Tenant Screening Do’s and Don’ts

DO: Take your time screening tenants. This important choice should not be made hastily, just to have your home occupied. By rushing into a lease with the wrong tenant, you may lose more money in the long run.

DO: Determine a sufficient amount of rent-to-income ratio for screening income qualifications. A good rule of thumb is the tenant must make three times the amount of money s/he will be paying for rent each month.

DO: Obey Fair Housing Laws. Base your decision on credit history, debt/income ratios, and past rental histories. Do not discriminate based on race, religion, national origin, gender, age, familial status or sexual orientation. Apply the same screening rules to every potential tenant.

DO: Discuss all requirements with prospective tenants that call. This saves you time in the long run by avoiding fruitless in-person meetings.

DON’T: Ask unlawful questions, such as a person’s age or marital status. Rejected tenants may become angry, and later cite discrimination as the basis of your rejection.

If the tenant asks about the area, you cannot state “It is safe” or other similar responses. You can, however, recommend they contact the police for crime averages. You may also suggest they drive around the area, at different times of the day and night, to judge for themselves.

DO: Make sure you reconfirm the appointment time with the prospective tenant, on the day of the scheduled meeting at the rental property. Many landlords waste a great deal of time traveling to rental properties to meet with clients that never show up.

DO: Collect an application fee from the prospective tenant. This fee covers the cost of pulling a credit report and reference checks. (In MD, any amount over $25.00 for the application fee has to be verified if any issues arise, keep receipts for this purpose.)

DO: Ask each prospective tenant to complete a rental application, which should include:

  • Name of all occupants
  • Social security number (for each person over 18 who will be living at the residence)
  • Copy of driver’s license or Maryland state ID for each occupant over 18
  • Current address
  • Employment (company name, address and contact number to verify information (if less than one year, require previous employer information)
  • Rental history (Auburn Rose verifies a minimum of five years’ rental history)
  • Current lease situation (Do they have a lease now? Have they given notice to the current landlord?)
  • Date they can move in
  • Current landlord name and phone number (check Real Property Data Search to see who owns the property)
  • Copy of two months’ worth of pay stubs and/or W2s from prior year
  • Documentation for other sources of income (commission, government assistance, child support, disability, etc.)
  • Proof of bank account
  • Recent gas/electric bill
  • Working phone number
  • Emergency contact information
  • Vehicle information (make/model, license plate number and references registration number)
  • Credit-check authorization
  • Arrest and conviction history questions
  • Eviction history questions (also ask “Have you ever intentionally refused to pay rent when due? If so, why?)
  • Personal references contact information (nearest relative, professional and non-relative references)
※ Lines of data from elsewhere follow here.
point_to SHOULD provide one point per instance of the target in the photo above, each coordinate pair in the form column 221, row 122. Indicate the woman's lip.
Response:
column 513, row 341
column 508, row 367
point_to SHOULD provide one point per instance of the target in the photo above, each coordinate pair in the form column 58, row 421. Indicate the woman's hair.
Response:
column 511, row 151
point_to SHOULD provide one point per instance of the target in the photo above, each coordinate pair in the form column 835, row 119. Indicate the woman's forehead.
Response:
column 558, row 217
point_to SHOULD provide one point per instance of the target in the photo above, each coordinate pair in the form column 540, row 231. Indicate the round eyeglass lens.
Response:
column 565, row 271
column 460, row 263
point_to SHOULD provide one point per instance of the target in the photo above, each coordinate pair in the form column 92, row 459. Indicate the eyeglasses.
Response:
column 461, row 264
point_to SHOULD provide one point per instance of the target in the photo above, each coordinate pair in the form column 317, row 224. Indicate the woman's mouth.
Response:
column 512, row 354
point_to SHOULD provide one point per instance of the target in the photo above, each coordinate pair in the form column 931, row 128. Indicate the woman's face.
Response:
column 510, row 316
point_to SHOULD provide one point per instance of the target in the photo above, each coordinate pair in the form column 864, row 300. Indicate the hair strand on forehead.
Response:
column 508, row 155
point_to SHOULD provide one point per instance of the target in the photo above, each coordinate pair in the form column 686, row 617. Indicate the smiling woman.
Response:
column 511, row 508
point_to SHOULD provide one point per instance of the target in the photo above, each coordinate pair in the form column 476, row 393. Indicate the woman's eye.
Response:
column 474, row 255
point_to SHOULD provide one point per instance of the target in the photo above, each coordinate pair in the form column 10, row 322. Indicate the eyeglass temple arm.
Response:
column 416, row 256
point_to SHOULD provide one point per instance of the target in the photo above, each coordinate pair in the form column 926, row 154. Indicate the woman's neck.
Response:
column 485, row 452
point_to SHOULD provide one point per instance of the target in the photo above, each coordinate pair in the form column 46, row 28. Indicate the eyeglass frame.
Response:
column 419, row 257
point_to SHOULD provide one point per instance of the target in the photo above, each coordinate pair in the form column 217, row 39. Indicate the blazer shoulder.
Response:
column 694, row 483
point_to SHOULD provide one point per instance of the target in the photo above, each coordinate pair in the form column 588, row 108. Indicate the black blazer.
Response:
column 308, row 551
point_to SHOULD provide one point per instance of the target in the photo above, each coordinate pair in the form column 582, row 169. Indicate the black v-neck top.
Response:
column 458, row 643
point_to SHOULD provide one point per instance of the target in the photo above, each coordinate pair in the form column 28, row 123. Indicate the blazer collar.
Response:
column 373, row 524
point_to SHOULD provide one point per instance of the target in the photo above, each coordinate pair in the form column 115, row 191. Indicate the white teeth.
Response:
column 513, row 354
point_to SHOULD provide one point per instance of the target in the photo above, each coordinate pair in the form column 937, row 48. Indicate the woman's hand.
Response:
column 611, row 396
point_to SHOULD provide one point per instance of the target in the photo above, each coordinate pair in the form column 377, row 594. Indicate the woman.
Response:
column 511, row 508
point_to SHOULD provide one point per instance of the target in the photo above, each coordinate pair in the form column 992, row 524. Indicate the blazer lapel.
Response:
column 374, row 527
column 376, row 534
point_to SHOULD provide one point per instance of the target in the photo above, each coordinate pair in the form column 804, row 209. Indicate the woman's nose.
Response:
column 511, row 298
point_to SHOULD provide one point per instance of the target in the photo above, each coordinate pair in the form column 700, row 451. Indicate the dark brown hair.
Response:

DO: Beware of prospective tenants who flash money and want to rent immediately. Always take time to verify the information on their application.

DON’T: Fall for a sob story, everyone has one. Stick to your plan and screen, screen, screen. It may take longer to get a tenant, but you’ll be less likely to have issues with qualified renters.

DO: Check state criminal history. For Maryland, use: MD Judiciary Case Search.

DO: Always check references.

DO: Verify income and employment. Some employers require written authorization from the employee before they can release the information. If this process takes too much time, ask for pay stubs. Get copies of tax returns if an individual is self-employed.

DO: Verify rental history. Your rental application should include written authorization (requiring signature) to legally perform background checks to verify credit history, employment, and rental history.

Call the previous landlord. However, do not base your decision to rent on this call. Many times, the landlord listed is a friend of the tenant and not a landlord at all. To uncover the truth, try asking the landlord something that contradicts what is on the application (e.g., rent is $800 when prospective tenant listed it as $900). Doing so may “trip up” a person fraudulently listed as the previous landlord.

DO: Collect the full deposit, and the first month’s rent before move-in. If the tenant moves any belongings into the property, s/he has taken possession. If rejected, s/he might have to be evicted — contact Auburn Rose Property Services for help.

DON’T: Give keys to potential tenants (or any other persons, such as contractors) without a signed key pickup confirmation form that states the person’s name, date s/he received the keys, and the purpose for getting the keys. If you don’t have a form, get something written – even an email. Possession is nine-tenths of the law.